En la primera entrada de esta serie explicamos la evolución de la Marina veneciana a lo largo del siglo XVIII y dejamos planteada la cuestión de las galeras. A pesar de la mejora experimentada por las naves de vela, a lo largo de este siglo la Serenísima República de Venecia siguió disponiendo de una flota de galeras. Fueron más o menos veinte casi hasta final de siglo, y en 1797 todavía había tres en construcción. Sus funciones fueron patrullar las difíciles costas dálmatas, apoyar o efectuar operaciones anfibias y remolcar a otros buques. Todo ello sin olvidar diversas ocasiones, y naves, ceremoniales. Última ventaja de la galera, eran más baratas y, sobre todo, para un país que disponía de escasos recursos forestales, consumían menos madera.
A partir de aquí todo eran desventajas. Las galeras eran mucho menos potentes a la hora de combatir, también aguantaban menos tiempo de mar y se deterioraban con mucha más rapidez que un navío de línea o una fragata. Para terminar, un problema más de las galeras era la chusma, los remeros que las propulsaban. Los miembros de este grupo se reclutaban en Grecia, en Dalmacia y en los penales; y qué hacer con ellos cuando la galera volvía al arsenal y era desarmada, se fue convirtiendo en un problema.
Así, como hemos indicado, la flota veneciana cada vez se centró más en las naves de vela. Veamos algunas de sus características. Para empezar, se trató de naves de fondo plano. La razón es fácil de entender: un navío de gran calado no podía entrar en la laguna para llegar hasta el arsenal. El proceso era complejo, pues antes de meterlo en la laguna había que colocar el navío entre dos pontones, que lo elevaban para reducir su calado. El primer modelo de buque de 70 cañones empleado por los venecianos fue el Giove Fulminante, con 38 m de eslora (la misma que una galera) y 10,9 de manga; hasta que en torno a mediados de siglo fue sustituido por el San Carlo Borromeo, muy similar en sus características. En todo caso, la presencia de estas “clases” no debe llevar a pensar en una intensa producción, nada más lejos de la realidad ya que a menudo los barcos tardaban décadas en construirse. Valga el ejemplo del Forza, que se comenzó en 1719 y se terminó en 1774.

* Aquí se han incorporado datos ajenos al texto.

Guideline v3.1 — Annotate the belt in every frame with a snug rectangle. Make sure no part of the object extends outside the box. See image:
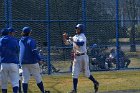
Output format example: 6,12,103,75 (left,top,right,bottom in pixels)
75,53,86,56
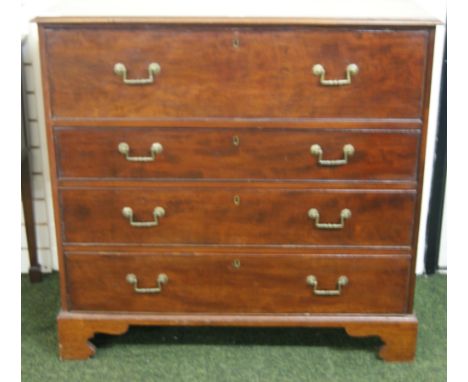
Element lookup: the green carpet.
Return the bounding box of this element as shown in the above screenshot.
[21,274,447,382]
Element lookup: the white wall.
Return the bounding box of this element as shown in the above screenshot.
[416,0,448,274]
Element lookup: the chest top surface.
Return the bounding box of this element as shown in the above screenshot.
[36,0,440,25]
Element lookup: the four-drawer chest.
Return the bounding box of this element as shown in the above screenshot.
[38,7,435,360]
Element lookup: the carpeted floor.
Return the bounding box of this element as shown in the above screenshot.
[21,274,447,382]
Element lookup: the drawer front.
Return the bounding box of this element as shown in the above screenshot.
[43,25,429,118]
[55,127,419,181]
[66,253,410,313]
[60,186,416,246]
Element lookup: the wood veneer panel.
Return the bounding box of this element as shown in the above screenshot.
[44,24,428,118]
[66,253,410,313]
[61,187,416,247]
[55,127,419,181]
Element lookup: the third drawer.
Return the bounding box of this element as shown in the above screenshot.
[65,252,411,313]
[60,185,416,247]
[55,127,420,181]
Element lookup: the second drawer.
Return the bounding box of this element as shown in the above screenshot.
[60,186,416,246]
[55,127,419,181]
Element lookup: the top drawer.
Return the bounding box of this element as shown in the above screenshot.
[41,24,429,119]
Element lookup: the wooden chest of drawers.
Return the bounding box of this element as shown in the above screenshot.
[39,14,434,360]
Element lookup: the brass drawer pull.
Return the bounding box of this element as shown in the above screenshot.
[312,64,359,86]
[310,143,355,167]
[114,62,161,85]
[306,275,348,296]
[122,207,166,227]
[127,273,169,293]
[118,142,163,162]
[308,208,351,229]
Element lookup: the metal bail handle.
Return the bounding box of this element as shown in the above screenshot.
[310,143,356,167]
[117,142,164,162]
[307,208,351,229]
[122,206,166,227]
[312,64,359,86]
[114,62,161,85]
[306,275,349,296]
[126,273,169,294]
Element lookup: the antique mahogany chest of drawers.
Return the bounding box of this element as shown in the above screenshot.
[39,11,434,360]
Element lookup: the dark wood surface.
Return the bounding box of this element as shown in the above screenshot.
[57,311,418,362]
[44,24,428,118]
[21,154,42,282]
[55,126,419,181]
[35,19,434,361]
[60,186,416,246]
[66,253,410,313]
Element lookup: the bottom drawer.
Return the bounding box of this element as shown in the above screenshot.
[66,253,411,313]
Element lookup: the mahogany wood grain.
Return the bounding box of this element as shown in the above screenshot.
[66,253,410,313]
[57,311,418,361]
[55,127,419,181]
[43,24,428,118]
[57,311,418,361]
[34,15,443,29]
[60,186,416,247]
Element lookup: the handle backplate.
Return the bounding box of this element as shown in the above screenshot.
[312,64,359,86]
[117,142,164,162]
[114,62,161,85]
[306,275,349,296]
[307,208,351,229]
[122,206,166,227]
[310,143,356,167]
[126,273,169,294]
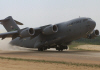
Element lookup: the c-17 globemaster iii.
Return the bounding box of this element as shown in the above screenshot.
[0,16,99,51]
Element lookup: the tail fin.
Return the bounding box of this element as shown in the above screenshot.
[0,16,21,32]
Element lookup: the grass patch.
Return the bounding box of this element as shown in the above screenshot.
[0,57,100,68]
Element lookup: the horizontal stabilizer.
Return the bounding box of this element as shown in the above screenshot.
[0,19,23,25]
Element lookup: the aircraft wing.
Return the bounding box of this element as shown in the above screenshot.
[0,31,18,40]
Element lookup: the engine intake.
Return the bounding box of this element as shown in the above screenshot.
[20,28,35,38]
[42,25,58,35]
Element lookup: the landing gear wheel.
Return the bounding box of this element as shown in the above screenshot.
[38,48,43,51]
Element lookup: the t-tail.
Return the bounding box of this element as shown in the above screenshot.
[0,16,23,32]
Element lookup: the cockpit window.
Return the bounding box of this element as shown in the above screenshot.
[83,19,88,22]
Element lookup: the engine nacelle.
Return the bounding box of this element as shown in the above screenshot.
[42,25,58,35]
[89,30,99,39]
[20,28,35,38]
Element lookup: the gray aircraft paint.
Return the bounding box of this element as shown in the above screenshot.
[10,17,96,48]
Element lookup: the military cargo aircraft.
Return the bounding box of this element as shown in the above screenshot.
[0,16,99,51]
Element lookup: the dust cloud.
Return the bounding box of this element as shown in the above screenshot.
[0,38,26,51]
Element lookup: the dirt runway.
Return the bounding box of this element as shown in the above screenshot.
[0,50,100,64]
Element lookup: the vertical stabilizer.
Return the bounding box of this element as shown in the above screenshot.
[1,16,20,32]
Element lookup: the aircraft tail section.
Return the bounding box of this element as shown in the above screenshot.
[0,16,21,32]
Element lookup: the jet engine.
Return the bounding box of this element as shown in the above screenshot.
[20,28,35,38]
[42,25,58,35]
[88,30,99,39]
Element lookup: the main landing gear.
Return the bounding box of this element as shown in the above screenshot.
[56,45,69,51]
[38,47,47,51]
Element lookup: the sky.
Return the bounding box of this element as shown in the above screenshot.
[0,0,100,30]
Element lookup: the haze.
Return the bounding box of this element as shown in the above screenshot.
[0,0,100,30]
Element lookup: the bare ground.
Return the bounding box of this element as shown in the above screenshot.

En realidad, a lo largo de este siglo Venecia no tuvo la necesidad de desplegar una gran flota. En consecuencia, muchos barcos se comenzaban y se quedaban en los astilleros listos para ser completados y puestos en servicio rápidamente cuando surgiera la necesidad, cosa que no sucedería. Entretanto, y salvando la concentración de flotas de cierta importancia para misiones concretas como el ataque a Túnez, la flota veneciana confió sobre todo en buques de menor porte como los jabeques, polacras o bergantines y, para la defensa de la laguna, especialmente en las cañoneras.
En lo que a las operaciones navales se refiere, durante este periodo la flota de la Serenísima dispuso de dos bases fundamentales: Venecia y Corfú. Situadas a ambos extremos del Adriático, desde ellas se podía controlar todo este mar y combatir el corso en cualquier punto del mismo, y desde la base griega se podía también controlar los accesos, tanto desde las islas de levante como desde la costa africana. Era allí donde se concentraban los convoyes de mercantes que luego se dirigían hacia las costas otomanas y, en caso de necesidad, tenía capacidad para efectuar reparaciones menores en los navíos de guerra.
Dicho esto, el corazón del poder naval de la Serenísima fue el arsenal de Venecia. Quienes hayan estado en la ciudad tal vez hayan tenido la ocasión de acercarse al mismo. Protegido por una muralla flanqueada por varios torreones, el único acceso al arsenal era el rio dell’Arsenale, que desembocaba en el Gran Canal más allá de la plaza de San Marcos. En su interior, que ocupaba unas 25 ha, se construían, armaban y desarmaban los barcos. Allí había depósitos de material, gradas a cielo abierto, hangares y fábricas como las de cordajes y velas, o fundiciones de artillería. Se trataba, como otros muchos arsenales de su época, de un polígono industrial completo que daba trabajo a centenares de familias (1750 personas entre 1780 y 1790). A lo largo del siglo, estos trabajadores iban a formar un bloque muy unido e incluso violento a la hora de defender sus derechos. A su favor estaba su pericia, en contra, los constantes problemas laborales que plantearon a la república, sobre todo cuando se presentaba una carga de trabajo extraordinaria.